The interview was broadcast on a radio show at a college station. I made a transcript and then filed it away until Caveat Emptor was being put together, and I made that transcript a feature article for the first issue.

Caveat Emptor was originally printed with a duplicating machine known as a mimeograph. You typed copy onto masters known as stencils, and the device would force ink into the spaces formed by a typewriter. Typing wasn’t easy, because you couldn’t just erase a mistake, although there was, as I recall, a substance that would paint over the mistake and allow you to retype the entry. But the corrections usually left some artifacts, so I ended up throwing away the stencil and starting over.

Remember that I was still volunteering for that street newspaper, and actively seeking another radio gig while the first issue of Caveat Emptor was being put together.

On the day that I received my last unemployment check, I got an offer for a new job at a station near Philadelphia, in Coatesville, PA. We had printed several hundred copies of Caveat Emptor, and it was ready to go except for a cover and, of course, collating the pages and stapling them together.

That waited till we moved to our new home.

Over the years, I had managed to assemble a small mailing list of friends and acquaintances interested in UFOs, and we used that as the basis for our original subscription solicitations. I also sent free copies to the people I knew best, largely to ask them to write articles.

As subscription revenue increased, we quickly set aside the mimeograph and found a local printer to handle the chores and help empty our bank account. A year or two later, I took on a second job assembling educational materials for a local school system, using a primitive cold typesetting device known as an IBM Composer.

It was even capable of justified output, but you had to type twice. With the permission of the management, they let me spend an hour or two every so often assembling Caveat Emptor on that device. I just had to pay for the carbon ribbons I used.

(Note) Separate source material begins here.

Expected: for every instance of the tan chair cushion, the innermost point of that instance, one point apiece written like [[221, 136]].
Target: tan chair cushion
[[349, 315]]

Caveat Emptor survived for 15 issues, until 1975, when our efforts to expand the magazine didn’t pan out. A local business venture had fallen on hard times, so I had to focus on making a living.

That was it for UFOs, at least for the next 13 years.

It was 1988, and, of a sudden, I had the inspiration to reassemble the old gang and revive Caveat Emptor. I had been working at a prepress plant in New York City, and management allowed me to commandeer the equipment during the early morning hours to do my own work. Well, so long as I didn’t waste too much expensive phototypesetting paper.

After a year or so, management encouraged me to seek another outlet for production of the magazine. I ended up doing all the desktop publishing on my Mac using a productivity app known as QuarkXPress.

Issue 23, published in 1990, was the last issue. It was time to move on, but it was fun, and I think we left a legacy of great material, including cutting-edge commentaries from some really great writers, and exclusive interviews of personalities in the paranormal field.

Although some of the material is surely out of date 30 years later, I think a lot of it is still relevant. So with the cooperation of researcher Isaac Koi, the entire Caveat Emptor library has been digitized and posted online.

You can check it out here:


These days, I have confined much my writing on the paranormal to this newsletter. But just the other day, a subscriber to The Paracast+ suggested I revise Caveat Emptor as a digital publication and offer it as a member-only premium.

I’m flattered, but I’m not at all inclined to want to return to the rat race, even if I could assemble a new roster of writers, or the members of our original team that are still with us. But the entire experience still gives me happy memories. That made it all worth it.